Answer to Question #59494 in Finance for nazish

Question #59494
Scott is an accountant who purchased a vacant block of land in

Brisbane on 1 October 1980. On 1 September 1986, Scott built a

house on the land. At the time, the land was valued at $90,000 and

the cost of construction was $60,000. The property has been rented

out since construction was completed. On 1 March of the current tax

year, Scott sold the property at auction for $800,000.

Requirement:

a) Based on the information above, determine Scott’s net

capital gain or net capital loss for the year ended

30 June of the current tax year.

b) How would your answer to (a) differ if Scott sold the

property to his daughter for $200,000?

c) How would your answer to (a) differ if the owner of the

property was a company instead of an individual?
1
Expert's answer
2016-04-26T08:39:06-0400
The land was valued at $90,000 and the cost of construction was $60,000. The property has been rented out for 30 years.

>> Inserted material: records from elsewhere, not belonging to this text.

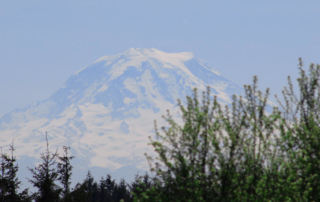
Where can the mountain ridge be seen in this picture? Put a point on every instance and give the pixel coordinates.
(103, 111)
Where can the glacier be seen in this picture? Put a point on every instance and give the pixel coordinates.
(105, 111)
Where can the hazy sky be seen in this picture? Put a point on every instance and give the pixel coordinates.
(42, 42)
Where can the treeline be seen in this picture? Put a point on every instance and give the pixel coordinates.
(52, 178)
(241, 152)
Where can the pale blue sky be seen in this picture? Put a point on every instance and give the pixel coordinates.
(43, 42)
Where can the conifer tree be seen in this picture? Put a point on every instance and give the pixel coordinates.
(3, 182)
(300, 132)
(13, 183)
(65, 172)
(44, 177)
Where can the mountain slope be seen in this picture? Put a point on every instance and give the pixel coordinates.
(105, 112)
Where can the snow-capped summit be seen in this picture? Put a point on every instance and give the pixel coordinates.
(105, 111)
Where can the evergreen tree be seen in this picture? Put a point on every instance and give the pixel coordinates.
(218, 154)
(300, 132)
(110, 188)
(3, 180)
(121, 192)
(45, 176)
(13, 183)
(102, 190)
(65, 172)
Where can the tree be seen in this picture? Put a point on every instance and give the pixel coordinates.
(65, 172)
(218, 154)
(45, 176)
(13, 183)
(300, 134)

On 1 March of the current tax year, Scott sold the property at auction for $800,000.
Requirement:
a) Based on the information above, Scott’s net capital gain for the year ended 30 June of the current tax year is NCG = 800,000 - 90,000 - 60,000 = $650,000.
b) if Scott sold the property to his daughter for $200,000, then NCG = 200,000 - 90,000 - 60,000 = $50,000.
c) if the owner of the property was a company instead of an individual, then amortization payments and taxes should be deducted.